Each year, our volunteers gather to plan events and banquets. One such volunteer, Helen Butt in New Mexico, not only plans events for the chapter, she also takes new hunters afield.
As president of the Mesilla Valley Longbeards, Women in the Outdoors coordinator for the state and the state board secretary, Butt is a busy volunteer, but she finds time to put on awesome events for the surrounding community and ways to grow those events.
She has been organizing events and banquets for the chapter since 2012 when she became a member.

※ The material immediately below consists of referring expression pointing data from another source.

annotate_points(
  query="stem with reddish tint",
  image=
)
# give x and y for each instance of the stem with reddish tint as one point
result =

In February, Butt said her chapter hosts its annual Hunting Heritage Banquet, which has many repeat attendees who understand how important it is to fund our Save the Habitat. Save the Hunt. mission.
In March, she helps host a "Pattern Your Shotgun for Turkey Season" day at Butterfield Shooting Range to get WITO members, and anyone else who wants to go, get sighted in for turkey season.

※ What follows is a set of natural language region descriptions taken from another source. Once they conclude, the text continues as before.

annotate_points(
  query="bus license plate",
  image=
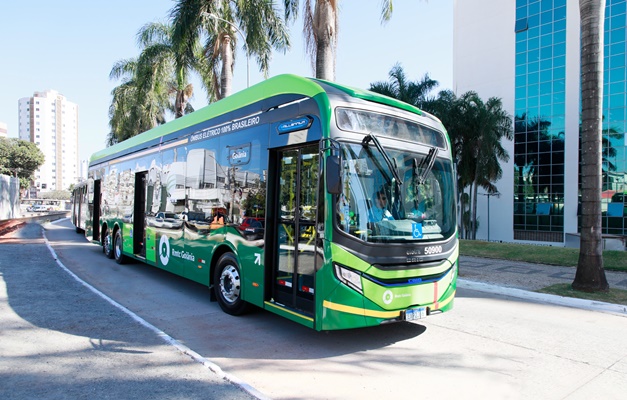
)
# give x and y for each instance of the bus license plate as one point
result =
(415, 313)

“We partner with the Wild Turkey Sportsman Association and they help with instruction, equipment and set up,” she said.
As spring really sets in, Butt turns to what she has a passion for — taking new hunters afield.
“In April, I mentor a youth or lady who has never turkey hunted before,” she said. “In August, I host our annual three-day Women in the Outdoors event in the Sacramento Mountains in New Mexico.”
Learning opportunities abound, as this event has almost everything someone could possibly want to learn. Classes include conservation, turkey hunting, turkey calling, elk hunting, elk calling and waterfowl hunting. But, the fun is only beginning. Women can also learn about building emergency shelters, trapping and fur handling, fishing, wilderness survival, leather works, trap shotgun shooting, beginner muzzle loading, Dutch oven cooking, hiking and backpacking that includes a guided hike.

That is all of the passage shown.